Regular aerobic exercise directly increases insulin sensitivity in people with type 1 diabetes. It also reduces oxidative stress and improves blood vessel function, both of which contribute to better insulin signaling. Meta-analyses show that consistent aerobic training programs improve both short-term and long-term blood sugar control. Adding short bursts of high-intensity effort to aerobic sessions may also reduce the risk of delayed low blood sugar episodes that sometimes follow exercise in people on insulin.

On the dietary side, meals with a high glycemic index worsen postprandial blood sugar spikes, raise HbA1c, and lower HDL cholesterol in people with type 1. Replacing some carbohydrate intake with sources of monounsaturated fat (olive oil, avocados, nuts) lowers the glycemic impact of meals without increasing heart disease risk. The goal isn’t a restrictive diet but a shift toward foods that produce a gentler blood sugar curve, making your existing insulin doses more effective.

How Common Is Double Diabetes

Prevalence estimates vary widely because there’s no universally agreed-upon definition. Different research groups have used different criteria since the concept was first described in 1991, making it hard to pin down a single number. What’s clear is that rates of overweight and obesity have risen among people with type 1 diabetes just as they have in the general population, and insulin resistance is common in this group. As the overlap grows, double diabetes is likely becoming more frequent even if the formal recognition hasn’t caught up.

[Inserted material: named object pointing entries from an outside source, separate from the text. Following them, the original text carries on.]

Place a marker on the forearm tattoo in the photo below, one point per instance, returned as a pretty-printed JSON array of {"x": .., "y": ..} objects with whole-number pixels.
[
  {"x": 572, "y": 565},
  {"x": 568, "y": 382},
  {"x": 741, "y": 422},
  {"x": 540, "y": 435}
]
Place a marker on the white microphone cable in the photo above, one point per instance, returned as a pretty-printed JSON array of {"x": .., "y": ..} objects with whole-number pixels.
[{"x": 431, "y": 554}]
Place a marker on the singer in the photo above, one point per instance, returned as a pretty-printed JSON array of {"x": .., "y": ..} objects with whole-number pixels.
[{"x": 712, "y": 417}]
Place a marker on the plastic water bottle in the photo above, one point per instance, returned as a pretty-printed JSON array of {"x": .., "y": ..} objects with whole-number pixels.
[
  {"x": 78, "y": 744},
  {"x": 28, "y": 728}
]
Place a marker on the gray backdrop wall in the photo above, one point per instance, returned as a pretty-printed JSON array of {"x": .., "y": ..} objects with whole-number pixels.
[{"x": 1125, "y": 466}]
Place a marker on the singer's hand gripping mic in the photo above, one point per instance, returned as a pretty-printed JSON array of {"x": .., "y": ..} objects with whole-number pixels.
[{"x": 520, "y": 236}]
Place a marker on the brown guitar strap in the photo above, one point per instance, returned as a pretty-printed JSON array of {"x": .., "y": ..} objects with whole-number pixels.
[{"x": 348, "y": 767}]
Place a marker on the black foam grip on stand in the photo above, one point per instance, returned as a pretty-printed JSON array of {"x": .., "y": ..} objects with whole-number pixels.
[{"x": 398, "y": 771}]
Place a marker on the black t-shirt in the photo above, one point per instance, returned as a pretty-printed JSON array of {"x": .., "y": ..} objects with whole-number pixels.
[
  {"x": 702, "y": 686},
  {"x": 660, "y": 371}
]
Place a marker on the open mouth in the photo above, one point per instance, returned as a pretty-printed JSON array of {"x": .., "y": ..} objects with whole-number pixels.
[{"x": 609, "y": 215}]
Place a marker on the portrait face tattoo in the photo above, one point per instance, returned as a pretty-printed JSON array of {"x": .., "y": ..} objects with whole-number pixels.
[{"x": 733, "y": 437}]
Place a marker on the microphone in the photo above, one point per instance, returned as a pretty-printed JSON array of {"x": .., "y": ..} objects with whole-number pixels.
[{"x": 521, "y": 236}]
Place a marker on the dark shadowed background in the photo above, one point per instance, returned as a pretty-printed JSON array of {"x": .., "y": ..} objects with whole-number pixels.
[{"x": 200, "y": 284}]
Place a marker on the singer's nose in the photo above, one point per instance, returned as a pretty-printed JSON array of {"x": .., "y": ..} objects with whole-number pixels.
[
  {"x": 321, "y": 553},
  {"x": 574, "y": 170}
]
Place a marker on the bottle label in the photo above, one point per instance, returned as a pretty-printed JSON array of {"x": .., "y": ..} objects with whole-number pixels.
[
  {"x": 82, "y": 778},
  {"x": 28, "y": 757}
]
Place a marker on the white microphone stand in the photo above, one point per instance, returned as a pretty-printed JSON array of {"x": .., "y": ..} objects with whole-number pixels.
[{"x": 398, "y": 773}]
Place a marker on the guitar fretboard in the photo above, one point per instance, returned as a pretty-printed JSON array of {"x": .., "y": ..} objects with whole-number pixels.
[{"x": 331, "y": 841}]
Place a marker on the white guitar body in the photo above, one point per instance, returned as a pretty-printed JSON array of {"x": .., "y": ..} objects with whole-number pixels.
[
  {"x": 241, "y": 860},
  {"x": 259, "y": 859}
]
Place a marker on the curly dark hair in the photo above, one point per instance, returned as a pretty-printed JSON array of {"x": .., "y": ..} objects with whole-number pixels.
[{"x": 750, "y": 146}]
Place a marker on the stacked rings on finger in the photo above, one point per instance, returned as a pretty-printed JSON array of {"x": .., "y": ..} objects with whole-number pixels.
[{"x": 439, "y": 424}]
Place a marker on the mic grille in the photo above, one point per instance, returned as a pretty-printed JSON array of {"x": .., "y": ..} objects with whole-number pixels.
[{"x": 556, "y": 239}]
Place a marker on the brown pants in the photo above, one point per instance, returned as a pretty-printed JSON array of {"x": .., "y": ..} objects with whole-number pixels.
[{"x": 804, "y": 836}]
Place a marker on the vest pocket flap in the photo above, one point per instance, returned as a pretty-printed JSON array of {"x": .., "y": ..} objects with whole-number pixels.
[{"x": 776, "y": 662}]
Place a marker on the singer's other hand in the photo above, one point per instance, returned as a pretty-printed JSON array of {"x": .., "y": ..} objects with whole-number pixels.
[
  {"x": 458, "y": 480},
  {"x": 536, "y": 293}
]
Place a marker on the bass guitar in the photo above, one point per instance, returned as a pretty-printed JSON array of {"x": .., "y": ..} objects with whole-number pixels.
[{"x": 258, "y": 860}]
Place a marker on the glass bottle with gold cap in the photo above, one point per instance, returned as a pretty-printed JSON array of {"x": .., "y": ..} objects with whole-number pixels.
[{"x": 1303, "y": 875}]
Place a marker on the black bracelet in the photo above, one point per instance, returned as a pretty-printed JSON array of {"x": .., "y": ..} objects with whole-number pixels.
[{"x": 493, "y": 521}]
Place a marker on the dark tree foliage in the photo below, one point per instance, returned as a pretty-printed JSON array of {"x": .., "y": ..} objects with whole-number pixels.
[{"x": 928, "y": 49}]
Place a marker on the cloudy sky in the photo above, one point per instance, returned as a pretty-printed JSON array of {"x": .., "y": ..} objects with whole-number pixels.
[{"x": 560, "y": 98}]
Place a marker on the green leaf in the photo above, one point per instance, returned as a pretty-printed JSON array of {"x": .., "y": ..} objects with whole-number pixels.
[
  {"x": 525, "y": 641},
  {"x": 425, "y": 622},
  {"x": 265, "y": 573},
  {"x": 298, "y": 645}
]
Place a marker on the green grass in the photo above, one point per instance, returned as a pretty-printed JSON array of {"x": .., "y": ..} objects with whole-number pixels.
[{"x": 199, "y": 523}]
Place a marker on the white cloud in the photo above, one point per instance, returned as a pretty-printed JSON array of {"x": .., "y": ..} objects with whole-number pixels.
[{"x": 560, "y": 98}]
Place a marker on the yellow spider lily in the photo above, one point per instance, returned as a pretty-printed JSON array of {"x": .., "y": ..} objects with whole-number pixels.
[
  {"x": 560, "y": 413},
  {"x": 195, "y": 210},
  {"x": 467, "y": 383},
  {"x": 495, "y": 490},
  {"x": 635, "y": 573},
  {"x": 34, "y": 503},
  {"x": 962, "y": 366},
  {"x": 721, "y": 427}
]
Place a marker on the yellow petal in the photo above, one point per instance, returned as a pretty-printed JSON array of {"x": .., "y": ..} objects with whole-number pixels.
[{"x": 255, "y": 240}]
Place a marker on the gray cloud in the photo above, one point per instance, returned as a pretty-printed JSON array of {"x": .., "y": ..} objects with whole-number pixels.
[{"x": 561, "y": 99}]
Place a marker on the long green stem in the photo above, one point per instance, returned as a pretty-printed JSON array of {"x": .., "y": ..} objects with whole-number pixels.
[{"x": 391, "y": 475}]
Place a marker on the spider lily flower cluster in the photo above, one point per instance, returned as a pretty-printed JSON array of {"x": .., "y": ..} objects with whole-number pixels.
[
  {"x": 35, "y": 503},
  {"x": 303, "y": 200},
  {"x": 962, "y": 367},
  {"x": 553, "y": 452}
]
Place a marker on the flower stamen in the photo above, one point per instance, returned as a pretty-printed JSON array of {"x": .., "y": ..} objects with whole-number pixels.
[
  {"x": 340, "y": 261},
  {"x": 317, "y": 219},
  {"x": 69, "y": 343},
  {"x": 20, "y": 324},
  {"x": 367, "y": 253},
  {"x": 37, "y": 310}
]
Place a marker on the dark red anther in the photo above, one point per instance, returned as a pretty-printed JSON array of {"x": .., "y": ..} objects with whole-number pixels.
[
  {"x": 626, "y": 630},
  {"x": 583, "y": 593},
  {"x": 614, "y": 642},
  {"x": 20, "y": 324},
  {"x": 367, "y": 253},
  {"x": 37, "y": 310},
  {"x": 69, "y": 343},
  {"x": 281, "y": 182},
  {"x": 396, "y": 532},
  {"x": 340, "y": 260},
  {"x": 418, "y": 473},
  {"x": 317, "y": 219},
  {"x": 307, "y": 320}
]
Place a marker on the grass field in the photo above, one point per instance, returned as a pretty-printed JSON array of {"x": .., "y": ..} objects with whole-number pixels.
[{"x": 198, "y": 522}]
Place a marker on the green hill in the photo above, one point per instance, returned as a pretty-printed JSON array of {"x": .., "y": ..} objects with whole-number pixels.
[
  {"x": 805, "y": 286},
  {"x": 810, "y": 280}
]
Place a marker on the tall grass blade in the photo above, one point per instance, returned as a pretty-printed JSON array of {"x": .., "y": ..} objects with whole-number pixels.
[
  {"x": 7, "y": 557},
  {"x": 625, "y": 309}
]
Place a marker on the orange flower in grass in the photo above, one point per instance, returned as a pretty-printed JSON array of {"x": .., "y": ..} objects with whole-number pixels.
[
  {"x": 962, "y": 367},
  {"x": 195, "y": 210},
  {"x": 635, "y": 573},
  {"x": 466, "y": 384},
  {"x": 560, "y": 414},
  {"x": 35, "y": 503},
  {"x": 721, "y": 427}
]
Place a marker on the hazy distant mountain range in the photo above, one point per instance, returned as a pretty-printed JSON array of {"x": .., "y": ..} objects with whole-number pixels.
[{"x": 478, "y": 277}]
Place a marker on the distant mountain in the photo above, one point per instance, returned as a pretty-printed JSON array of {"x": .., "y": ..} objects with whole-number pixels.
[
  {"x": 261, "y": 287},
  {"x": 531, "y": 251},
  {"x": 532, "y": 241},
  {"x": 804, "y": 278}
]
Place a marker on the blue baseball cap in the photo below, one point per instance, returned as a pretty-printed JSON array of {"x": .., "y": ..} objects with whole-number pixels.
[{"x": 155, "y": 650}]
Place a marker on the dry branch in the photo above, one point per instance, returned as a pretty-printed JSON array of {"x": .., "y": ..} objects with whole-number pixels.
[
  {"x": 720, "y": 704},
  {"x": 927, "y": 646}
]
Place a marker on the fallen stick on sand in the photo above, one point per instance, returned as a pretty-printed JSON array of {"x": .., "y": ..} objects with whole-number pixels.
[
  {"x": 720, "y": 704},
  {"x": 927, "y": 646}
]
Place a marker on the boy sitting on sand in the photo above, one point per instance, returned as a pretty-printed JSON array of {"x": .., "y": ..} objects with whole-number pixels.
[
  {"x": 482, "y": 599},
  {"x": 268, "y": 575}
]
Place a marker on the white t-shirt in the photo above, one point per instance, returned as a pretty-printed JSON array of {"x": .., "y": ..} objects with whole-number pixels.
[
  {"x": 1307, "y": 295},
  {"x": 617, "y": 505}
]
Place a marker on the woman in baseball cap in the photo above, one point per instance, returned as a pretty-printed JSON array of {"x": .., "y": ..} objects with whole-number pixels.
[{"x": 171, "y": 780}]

The lack of a standardized diagnosis also means many people living with this pattern don’t have a name for it. If you have type 1 diabetes and find yourself needing steadily increasing insulin doses, gaining weight despite careful management, or developing high blood pressure and abnormal cholesterol, the explanation may be that you’re dealing with both sides of the diabetes spectrum simultaneously.